Mehr Tempo-Kontrollen im MK
Polizei und Ordnungsbehörden im Märkischen Kreis verstärken die Geschwindigkeitsüberwachung auf gefährlichen Streckenabschnitten. Hintergrund ist ein Anstieg schwerer Geschwindigkeitsunfälle um 16,5 Prozent im vergangenen Jahr.
Veröffentlicht: Freitag, 08.05.2026 12:46
MK: Mehr Tempokontrollen auf Unfallstrecken
Polizei, Märkischer Kreis und die kommunalen Ordnungsämter haben ihre Zusammenarbeit bei der Geschwindigkeitsüberwachung ausgeweitet. Auf Einladung der Leiterin der Bußgeldstelle des Märkischen Kreises, Janine Mattka, kam das „Netzwerk Geschwindigkeit" zusammen. Vertreterinnen und Vertreter der kommunalen Ordnungsämter, des Kreises und der Polizei analysierten dabei die aktuelle Verkehrsunfallstatistik. Im Fokus standen Streckenabschnitte mit erhöhtem Unfallaufkommen, auf denen überhöhte Geschwindigkeit eine wesentliche Unfallursache ist. Die Kontrollen sollen künftig enger abgestimmt und gezielter eingesetzt werden.
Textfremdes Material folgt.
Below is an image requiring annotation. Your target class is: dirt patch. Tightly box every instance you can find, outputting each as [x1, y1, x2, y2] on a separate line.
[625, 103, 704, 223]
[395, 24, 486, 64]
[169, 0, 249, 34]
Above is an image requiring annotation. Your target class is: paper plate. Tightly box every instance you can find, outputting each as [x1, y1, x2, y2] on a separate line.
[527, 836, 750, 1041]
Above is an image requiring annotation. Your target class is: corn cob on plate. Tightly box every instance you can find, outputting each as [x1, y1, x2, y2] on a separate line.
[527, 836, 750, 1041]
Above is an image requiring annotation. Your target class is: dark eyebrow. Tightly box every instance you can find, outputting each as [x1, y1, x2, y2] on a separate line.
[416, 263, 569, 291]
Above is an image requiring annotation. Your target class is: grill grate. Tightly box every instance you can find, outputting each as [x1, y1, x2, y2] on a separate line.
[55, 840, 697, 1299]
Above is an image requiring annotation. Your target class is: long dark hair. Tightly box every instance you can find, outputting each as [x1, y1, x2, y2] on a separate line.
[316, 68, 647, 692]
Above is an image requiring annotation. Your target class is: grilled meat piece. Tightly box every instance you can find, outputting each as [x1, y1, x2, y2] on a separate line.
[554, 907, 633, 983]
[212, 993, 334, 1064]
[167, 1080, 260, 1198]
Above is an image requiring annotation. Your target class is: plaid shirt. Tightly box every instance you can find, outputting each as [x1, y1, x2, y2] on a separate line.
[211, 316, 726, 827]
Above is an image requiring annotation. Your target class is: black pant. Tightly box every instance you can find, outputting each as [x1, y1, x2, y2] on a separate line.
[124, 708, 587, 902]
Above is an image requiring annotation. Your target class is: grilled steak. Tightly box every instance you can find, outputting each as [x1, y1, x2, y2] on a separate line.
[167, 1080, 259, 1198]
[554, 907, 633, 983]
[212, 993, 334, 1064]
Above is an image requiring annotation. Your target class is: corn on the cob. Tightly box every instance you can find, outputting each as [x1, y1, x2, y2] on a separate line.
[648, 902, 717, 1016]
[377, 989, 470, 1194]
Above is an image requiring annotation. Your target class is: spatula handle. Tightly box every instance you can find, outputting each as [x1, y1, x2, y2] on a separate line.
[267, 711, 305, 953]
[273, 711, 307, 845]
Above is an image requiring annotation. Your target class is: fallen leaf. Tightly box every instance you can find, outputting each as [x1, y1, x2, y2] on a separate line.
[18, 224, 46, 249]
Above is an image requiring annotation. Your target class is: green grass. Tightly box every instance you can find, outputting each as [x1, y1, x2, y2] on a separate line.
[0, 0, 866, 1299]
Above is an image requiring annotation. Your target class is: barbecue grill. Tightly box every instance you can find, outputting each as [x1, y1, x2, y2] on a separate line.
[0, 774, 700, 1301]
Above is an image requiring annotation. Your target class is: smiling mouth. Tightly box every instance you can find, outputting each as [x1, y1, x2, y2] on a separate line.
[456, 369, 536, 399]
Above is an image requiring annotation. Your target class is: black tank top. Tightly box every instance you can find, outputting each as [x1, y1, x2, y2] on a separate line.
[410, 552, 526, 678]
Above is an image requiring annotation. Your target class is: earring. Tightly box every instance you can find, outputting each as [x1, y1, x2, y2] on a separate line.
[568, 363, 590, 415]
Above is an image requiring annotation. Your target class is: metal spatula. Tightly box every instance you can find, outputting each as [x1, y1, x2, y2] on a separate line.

„Unser Ziel ist es, die Zusammenarbeit im Netzwerk weiter zu intensivieren und Maßnahmen noch gezielter aufeinander abzustimmen. Im Mittelpunkt steht für uns die Verkehrssicherheit aller." - Janine Mattka, Leiterin der Bußgeldstelle des Märkischen Kreises
Deutlicher Anstieg schwerer Unfälle im Märkischen Kreis
Die Zahl der Verkehrsunfälle mit der Hauptursache Geschwindigkeit und schweren Folgen ist im Jahr 2025 im Vergleich zum Vorjahr um 16,5 Prozent gestiegen. Laut Polizei ist das ein deutliches Signal zum Handeln. Der Leiter des Verkehrsdienstes der Polizei, Alexander Fall, stellte bei dem Treffen die detaillierte Unfallentwicklung auf den betroffenen Strecken vor. Auf Grundlage dieser Daten wurden kreisweit Streckenabschnitte identifiziert, auf denen überhöhte Geschwindigkeit wiederholt zu Unfällen geführt hat.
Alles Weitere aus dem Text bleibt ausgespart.